By using the Inspect Features utility at the bottom, i can hover over a data point and see the information ive extracted by the query. Here i have deselected companiesHouseOfficers and pricePaid and just left the open register data on. Ive zoomed in on a random area near the town center. When you look at data in a database or spreadsheet, i find that it dosent really mean much to you. 1000 records in a database is kind of difficult to realise just how powerful that information is. By plotting on a map, I feel you can get more of a feel for what that data means and how powerful that information is. Ive purposely not shown the above people specific address on the screenshot, but the point is I could have. I have that data as it is free and open. Again, the whole point in this series is to try and understand whether or not this IS private information? Evidently - to these people its not.
Ive put together a short video capture to show you around the dataset ive captured. https://youtu.be/-lDb1QhGC1g
Whats really cool is that the address conversion to latitude/longitude (via google api) to geometry (via SQL query) has worked brilliantly! In the video, you can see that i scroll the cursor up and down a street and the house numbers increase/decrease as expected. Its managed to plot the data quite accurately with nothing but an address!
Upon reflection, i wish i did re-capture all of that land registry data as it would have shown much more data points, however i think ive proved my point. If i had the time, i’d love to pursue this project further and include more datasets and even perform some analysis on the data.

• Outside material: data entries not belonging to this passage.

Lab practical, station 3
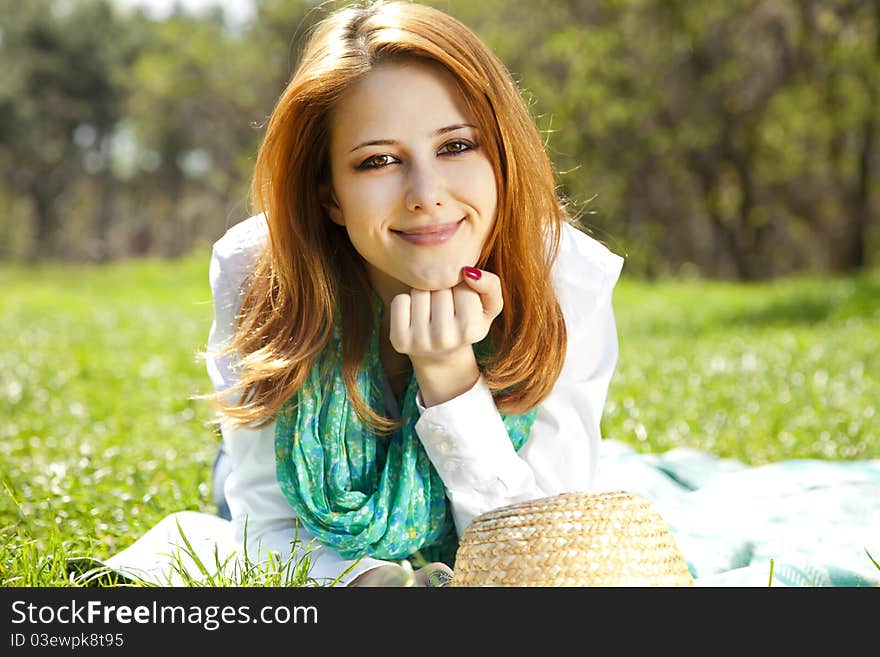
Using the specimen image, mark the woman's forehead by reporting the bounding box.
[330,60,475,153]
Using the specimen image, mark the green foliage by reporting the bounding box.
[604,270,880,464]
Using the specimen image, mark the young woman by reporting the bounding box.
[98,2,622,586]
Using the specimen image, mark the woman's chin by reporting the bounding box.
[407,265,461,292]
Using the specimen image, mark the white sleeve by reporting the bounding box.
[416,226,623,536]
[206,217,388,585]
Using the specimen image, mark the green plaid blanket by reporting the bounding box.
[597,439,880,586]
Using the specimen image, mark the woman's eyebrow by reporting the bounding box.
[349,123,477,153]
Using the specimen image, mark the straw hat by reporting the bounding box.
[451,491,693,587]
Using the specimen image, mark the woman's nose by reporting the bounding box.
[406,160,445,212]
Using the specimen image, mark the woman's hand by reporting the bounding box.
[390,267,504,365]
[389,267,504,406]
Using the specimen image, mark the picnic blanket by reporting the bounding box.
[597,439,880,587]
[77,439,880,587]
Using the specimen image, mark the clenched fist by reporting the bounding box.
[390,267,504,366]
[389,267,504,407]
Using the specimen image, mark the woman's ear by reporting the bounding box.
[318,185,345,226]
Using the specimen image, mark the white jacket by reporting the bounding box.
[207,215,623,584]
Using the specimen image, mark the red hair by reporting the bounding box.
[215,2,568,431]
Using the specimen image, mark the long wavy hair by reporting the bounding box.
[214,1,570,433]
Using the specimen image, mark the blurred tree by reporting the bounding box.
[0,0,880,278]
[0,0,133,259]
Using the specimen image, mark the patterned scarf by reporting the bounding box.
[275,295,537,567]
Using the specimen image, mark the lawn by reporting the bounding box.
[0,249,880,586]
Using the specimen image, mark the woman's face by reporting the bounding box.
[325,61,497,304]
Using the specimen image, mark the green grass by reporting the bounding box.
[603,270,880,465]
[0,252,880,586]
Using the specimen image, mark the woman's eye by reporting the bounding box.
[358,155,397,169]
[440,139,475,155]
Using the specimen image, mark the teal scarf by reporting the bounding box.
[275,295,537,567]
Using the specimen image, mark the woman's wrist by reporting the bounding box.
[410,345,480,407]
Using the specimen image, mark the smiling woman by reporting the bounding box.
[87,2,623,586]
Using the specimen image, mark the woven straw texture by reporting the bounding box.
[451,491,693,587]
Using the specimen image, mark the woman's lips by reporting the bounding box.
[392,218,464,246]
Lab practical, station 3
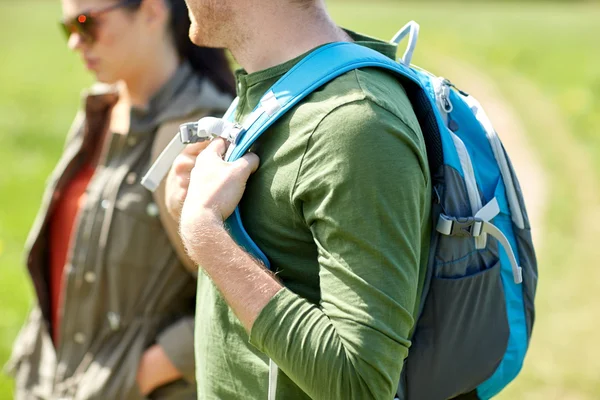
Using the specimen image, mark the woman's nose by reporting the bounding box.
[67,32,83,50]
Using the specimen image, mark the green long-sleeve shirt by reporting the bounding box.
[196,32,431,400]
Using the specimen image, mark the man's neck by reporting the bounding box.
[230,7,352,73]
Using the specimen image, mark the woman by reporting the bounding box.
[9,0,234,399]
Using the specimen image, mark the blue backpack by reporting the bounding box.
[142,22,537,400]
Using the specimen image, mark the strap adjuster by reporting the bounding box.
[436,214,484,237]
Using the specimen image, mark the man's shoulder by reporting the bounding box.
[294,68,420,138]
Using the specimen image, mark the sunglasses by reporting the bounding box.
[60,0,142,43]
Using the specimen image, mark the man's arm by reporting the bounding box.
[176,102,429,399]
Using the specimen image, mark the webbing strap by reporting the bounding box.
[436,197,523,284]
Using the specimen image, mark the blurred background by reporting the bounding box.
[0,0,600,400]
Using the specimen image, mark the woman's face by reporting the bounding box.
[62,0,154,83]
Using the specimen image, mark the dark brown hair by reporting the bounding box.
[126,0,235,95]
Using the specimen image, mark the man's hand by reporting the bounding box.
[137,344,182,396]
[165,142,209,222]
[178,138,259,261]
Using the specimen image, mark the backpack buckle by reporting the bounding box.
[436,214,484,237]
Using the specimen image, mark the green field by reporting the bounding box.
[0,0,600,400]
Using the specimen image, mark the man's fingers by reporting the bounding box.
[205,138,229,158]
[234,153,260,174]
[181,142,209,157]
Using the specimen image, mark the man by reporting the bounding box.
[167,0,431,400]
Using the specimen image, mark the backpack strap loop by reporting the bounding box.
[390,21,420,67]
[436,197,523,284]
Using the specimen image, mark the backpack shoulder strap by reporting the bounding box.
[225,42,419,268]
[226,42,419,161]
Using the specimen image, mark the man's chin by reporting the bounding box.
[189,23,222,48]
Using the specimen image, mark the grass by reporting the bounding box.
[0,0,600,399]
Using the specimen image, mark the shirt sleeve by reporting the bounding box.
[157,317,196,383]
[250,99,430,399]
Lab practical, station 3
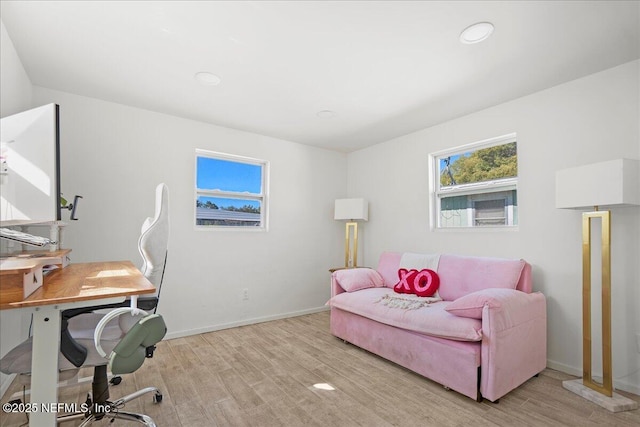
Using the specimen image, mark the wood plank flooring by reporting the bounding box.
[0,312,640,427]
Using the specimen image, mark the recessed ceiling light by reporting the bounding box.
[316,110,336,119]
[460,22,493,44]
[195,71,221,86]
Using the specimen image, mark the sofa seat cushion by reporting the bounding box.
[329,288,482,341]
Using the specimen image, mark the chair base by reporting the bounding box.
[58,387,162,427]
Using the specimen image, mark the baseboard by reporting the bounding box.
[547,359,640,396]
[0,374,16,399]
[164,306,329,340]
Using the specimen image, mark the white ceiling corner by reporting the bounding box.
[0,0,640,152]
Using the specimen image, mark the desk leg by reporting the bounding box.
[29,306,61,427]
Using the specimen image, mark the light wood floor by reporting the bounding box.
[1,312,640,427]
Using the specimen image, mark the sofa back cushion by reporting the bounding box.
[377,252,532,301]
[438,255,525,301]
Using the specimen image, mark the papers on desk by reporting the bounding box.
[0,228,56,247]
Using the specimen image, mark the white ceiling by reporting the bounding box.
[0,0,640,152]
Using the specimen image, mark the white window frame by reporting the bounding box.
[429,133,518,230]
[193,148,269,231]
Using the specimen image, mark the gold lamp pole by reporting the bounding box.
[556,159,640,412]
[334,199,369,268]
[582,206,613,397]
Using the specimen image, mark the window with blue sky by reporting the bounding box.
[430,134,518,229]
[195,150,268,229]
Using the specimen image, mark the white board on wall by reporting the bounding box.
[0,104,60,226]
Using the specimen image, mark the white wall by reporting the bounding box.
[0,17,32,395]
[348,61,640,394]
[0,21,32,117]
[34,86,346,338]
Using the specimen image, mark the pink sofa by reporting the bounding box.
[328,252,547,402]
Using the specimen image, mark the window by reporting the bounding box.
[195,150,269,230]
[429,134,518,228]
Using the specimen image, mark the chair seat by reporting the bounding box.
[0,337,120,375]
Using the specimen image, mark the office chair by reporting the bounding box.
[0,184,169,425]
[0,307,167,427]
[60,184,169,360]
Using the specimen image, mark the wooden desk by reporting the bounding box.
[0,261,156,427]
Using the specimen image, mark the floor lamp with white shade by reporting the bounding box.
[556,159,640,412]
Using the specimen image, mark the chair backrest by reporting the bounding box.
[138,184,169,293]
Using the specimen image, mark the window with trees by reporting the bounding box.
[429,134,518,228]
[195,150,269,229]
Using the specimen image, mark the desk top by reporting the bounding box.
[0,261,156,310]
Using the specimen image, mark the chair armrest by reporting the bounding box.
[480,292,547,401]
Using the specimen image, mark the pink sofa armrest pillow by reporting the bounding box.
[333,268,384,292]
[445,288,529,319]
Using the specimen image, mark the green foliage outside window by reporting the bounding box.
[440,142,518,187]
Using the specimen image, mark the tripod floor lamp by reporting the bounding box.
[334,199,369,268]
[556,159,640,412]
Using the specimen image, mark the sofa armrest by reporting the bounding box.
[331,271,346,298]
[480,293,547,401]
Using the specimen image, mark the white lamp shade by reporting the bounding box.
[556,159,640,209]
[333,199,369,221]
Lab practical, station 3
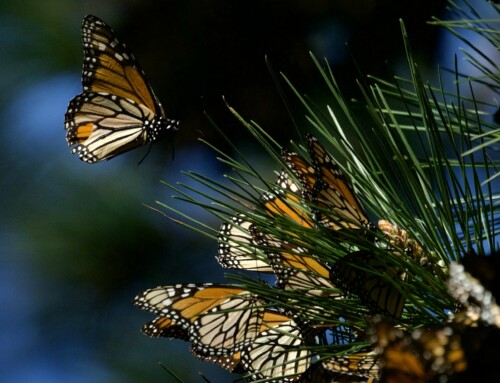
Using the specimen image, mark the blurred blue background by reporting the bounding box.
[0,0,496,383]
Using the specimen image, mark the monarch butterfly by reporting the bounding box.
[319,350,380,380]
[216,214,273,273]
[241,320,312,383]
[141,317,189,341]
[262,170,314,228]
[64,15,179,163]
[216,171,314,273]
[258,171,338,296]
[282,134,371,231]
[330,250,405,318]
[300,362,379,383]
[134,283,288,356]
[254,228,340,298]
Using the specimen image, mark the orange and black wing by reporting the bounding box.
[241,320,312,383]
[306,135,370,230]
[216,214,273,273]
[134,283,265,356]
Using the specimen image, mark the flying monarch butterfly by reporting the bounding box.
[282,134,371,231]
[134,283,288,356]
[64,15,179,163]
[216,214,273,273]
[330,250,405,318]
[241,320,312,383]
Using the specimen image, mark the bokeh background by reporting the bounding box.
[0,0,491,383]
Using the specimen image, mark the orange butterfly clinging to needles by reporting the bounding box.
[64,15,179,163]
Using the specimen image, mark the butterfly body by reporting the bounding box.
[65,15,178,163]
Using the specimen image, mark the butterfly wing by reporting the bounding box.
[241,320,312,383]
[65,15,178,163]
[216,214,273,273]
[306,135,370,230]
[330,251,405,318]
[134,283,265,356]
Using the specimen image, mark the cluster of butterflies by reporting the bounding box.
[134,132,500,383]
[65,16,500,383]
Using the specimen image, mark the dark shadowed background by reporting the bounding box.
[0,0,494,383]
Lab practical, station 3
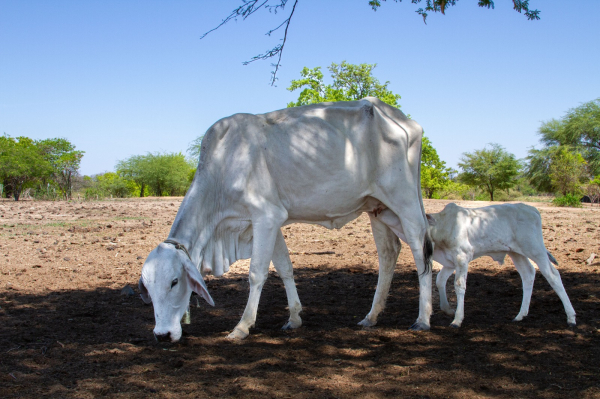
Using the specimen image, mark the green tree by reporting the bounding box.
[200,0,540,85]
[538,98,600,175]
[117,153,193,196]
[458,143,521,201]
[287,61,400,108]
[0,135,51,201]
[421,136,450,198]
[95,172,138,198]
[549,146,587,196]
[116,154,150,197]
[36,138,85,200]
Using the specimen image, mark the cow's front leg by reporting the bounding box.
[227,217,285,339]
[435,266,454,316]
[450,255,469,328]
[273,230,302,330]
[358,213,401,327]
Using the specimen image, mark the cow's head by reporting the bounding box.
[139,243,215,342]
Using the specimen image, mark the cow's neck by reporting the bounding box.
[169,173,219,266]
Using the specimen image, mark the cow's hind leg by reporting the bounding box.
[435,266,454,316]
[388,203,433,331]
[227,209,287,339]
[531,253,576,327]
[450,254,469,328]
[358,213,401,327]
[508,252,535,321]
[273,230,302,330]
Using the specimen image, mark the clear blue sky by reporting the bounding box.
[0,0,600,175]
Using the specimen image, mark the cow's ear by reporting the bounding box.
[138,277,152,305]
[426,213,435,226]
[183,259,215,306]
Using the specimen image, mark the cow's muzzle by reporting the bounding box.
[154,332,171,342]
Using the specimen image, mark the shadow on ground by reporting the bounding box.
[0,264,600,398]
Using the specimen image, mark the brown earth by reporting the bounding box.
[0,198,600,398]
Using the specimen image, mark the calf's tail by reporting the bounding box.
[423,231,433,274]
[546,251,558,266]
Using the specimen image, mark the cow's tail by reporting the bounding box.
[546,250,558,266]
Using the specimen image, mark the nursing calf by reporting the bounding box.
[379,204,575,327]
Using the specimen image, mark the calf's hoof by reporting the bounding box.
[227,327,248,341]
[409,321,429,331]
[281,320,302,330]
[358,317,377,327]
[442,309,455,316]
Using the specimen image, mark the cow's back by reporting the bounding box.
[200,98,422,221]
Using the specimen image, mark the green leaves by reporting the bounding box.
[458,143,521,201]
[421,136,451,198]
[526,98,600,196]
[0,135,52,201]
[287,61,401,108]
[117,153,194,197]
[37,138,85,199]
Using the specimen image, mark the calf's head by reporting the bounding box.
[139,243,215,342]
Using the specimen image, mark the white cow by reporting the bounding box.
[139,98,432,341]
[379,203,575,327]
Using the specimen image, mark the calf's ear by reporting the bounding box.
[183,259,215,306]
[138,277,152,305]
[425,214,435,226]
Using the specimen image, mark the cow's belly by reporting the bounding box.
[286,193,384,229]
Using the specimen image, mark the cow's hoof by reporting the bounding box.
[281,320,302,330]
[227,328,248,341]
[358,317,377,327]
[409,321,429,331]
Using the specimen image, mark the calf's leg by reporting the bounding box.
[508,252,535,321]
[358,213,401,327]
[531,253,576,327]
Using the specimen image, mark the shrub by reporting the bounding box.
[552,194,581,208]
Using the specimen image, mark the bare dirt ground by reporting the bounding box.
[0,198,600,398]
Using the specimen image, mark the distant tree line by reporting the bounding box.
[83,153,195,199]
[0,61,600,206]
[0,134,84,201]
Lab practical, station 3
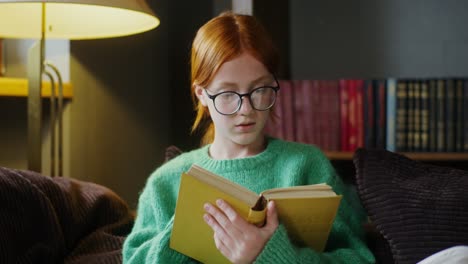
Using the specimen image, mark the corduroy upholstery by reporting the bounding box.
[353,149,468,263]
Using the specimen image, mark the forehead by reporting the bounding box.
[211,53,270,86]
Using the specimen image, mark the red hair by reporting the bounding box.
[191,12,278,145]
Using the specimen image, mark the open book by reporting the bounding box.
[170,165,341,263]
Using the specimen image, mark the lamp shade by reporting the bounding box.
[0,0,159,40]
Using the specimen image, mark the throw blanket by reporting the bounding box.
[0,167,134,263]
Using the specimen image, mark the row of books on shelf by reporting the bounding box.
[266,78,468,152]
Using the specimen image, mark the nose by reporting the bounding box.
[239,96,253,115]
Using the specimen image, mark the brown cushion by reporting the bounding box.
[354,149,468,263]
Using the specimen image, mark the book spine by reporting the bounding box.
[395,80,408,151]
[406,80,414,151]
[437,79,445,152]
[455,79,462,152]
[355,80,364,148]
[281,81,296,141]
[347,80,357,151]
[317,80,329,150]
[297,80,312,144]
[420,80,429,152]
[429,79,438,152]
[328,80,340,151]
[386,78,397,151]
[309,80,322,146]
[375,80,387,149]
[463,80,468,152]
[339,79,349,151]
[363,80,375,148]
[413,80,421,151]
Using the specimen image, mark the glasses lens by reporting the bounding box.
[214,92,240,115]
[250,87,276,111]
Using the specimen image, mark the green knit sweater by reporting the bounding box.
[123,138,374,263]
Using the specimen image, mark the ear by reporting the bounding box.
[195,85,208,106]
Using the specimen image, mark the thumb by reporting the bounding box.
[265,201,278,230]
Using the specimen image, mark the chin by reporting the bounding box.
[232,134,263,146]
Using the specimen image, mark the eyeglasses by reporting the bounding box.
[205,75,280,115]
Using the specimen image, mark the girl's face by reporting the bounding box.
[196,52,276,151]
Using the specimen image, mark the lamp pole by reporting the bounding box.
[27,3,46,172]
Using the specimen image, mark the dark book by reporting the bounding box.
[395,80,408,152]
[386,78,397,152]
[307,80,322,146]
[413,80,422,152]
[280,80,296,141]
[374,80,387,149]
[406,80,414,151]
[420,80,429,152]
[363,80,376,148]
[293,80,307,143]
[445,79,455,152]
[296,80,314,144]
[463,80,468,152]
[428,79,438,152]
[316,80,330,150]
[436,79,446,152]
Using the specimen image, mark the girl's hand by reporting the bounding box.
[203,199,278,263]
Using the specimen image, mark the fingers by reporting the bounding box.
[265,201,278,230]
[204,202,239,237]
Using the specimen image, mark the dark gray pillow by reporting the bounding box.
[353,149,468,263]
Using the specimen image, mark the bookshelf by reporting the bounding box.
[325,151,468,162]
[0,77,73,99]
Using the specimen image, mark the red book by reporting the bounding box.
[355,80,364,148]
[339,79,349,151]
[327,80,340,151]
[348,80,358,151]
[298,80,317,144]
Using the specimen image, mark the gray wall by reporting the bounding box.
[289,0,468,79]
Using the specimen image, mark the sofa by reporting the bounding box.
[0,167,134,264]
[0,146,468,263]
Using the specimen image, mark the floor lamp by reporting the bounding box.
[0,0,159,175]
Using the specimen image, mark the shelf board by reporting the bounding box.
[325,151,468,161]
[0,77,73,99]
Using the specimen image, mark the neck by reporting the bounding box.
[209,135,266,160]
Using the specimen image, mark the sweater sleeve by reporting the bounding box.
[255,150,375,263]
[123,170,195,264]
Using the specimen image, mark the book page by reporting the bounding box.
[187,164,260,207]
[262,183,336,199]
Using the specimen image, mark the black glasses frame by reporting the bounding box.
[205,75,281,115]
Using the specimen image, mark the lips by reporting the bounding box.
[236,122,255,132]
[236,122,255,127]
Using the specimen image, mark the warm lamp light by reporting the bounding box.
[0,0,159,175]
[0,0,159,40]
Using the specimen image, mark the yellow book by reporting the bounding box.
[170,165,341,263]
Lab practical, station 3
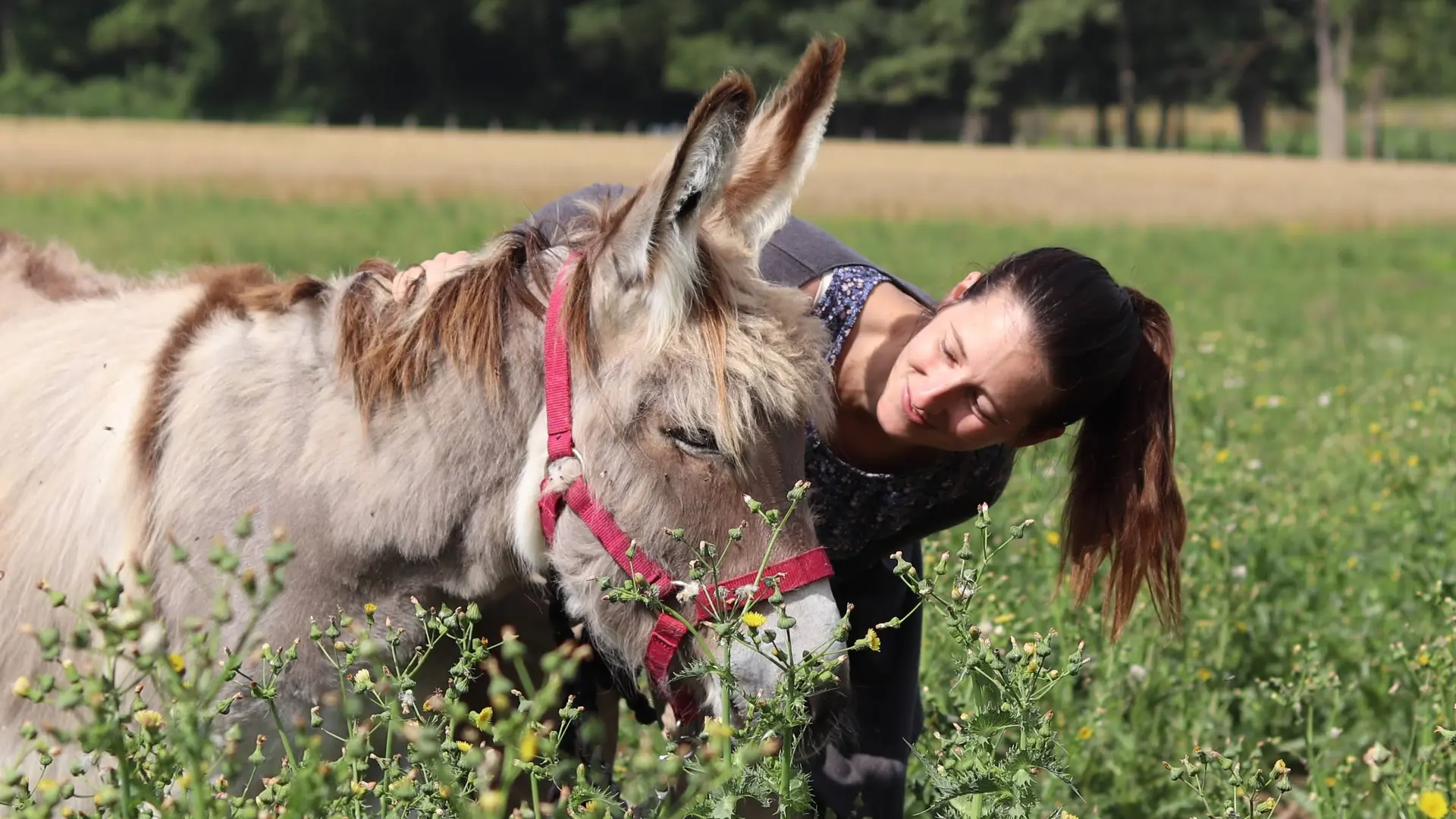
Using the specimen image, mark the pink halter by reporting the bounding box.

I think that your address cannot be personal information. Whether you know it or not, your address and name association is stored on hundreds of servers and that information is not hashed (only bank information/passwords are typically). I dont believe that every company that has your information has your best interests, or even appropriate security controls. If you expect to keep that information private, its never going to happen. I feel the same way about email addresses. The issue is that you can derive a lot of secondary information about an invidividual from their address and email address.
This could go down a huge rabbit hole, but i think ill leave it there.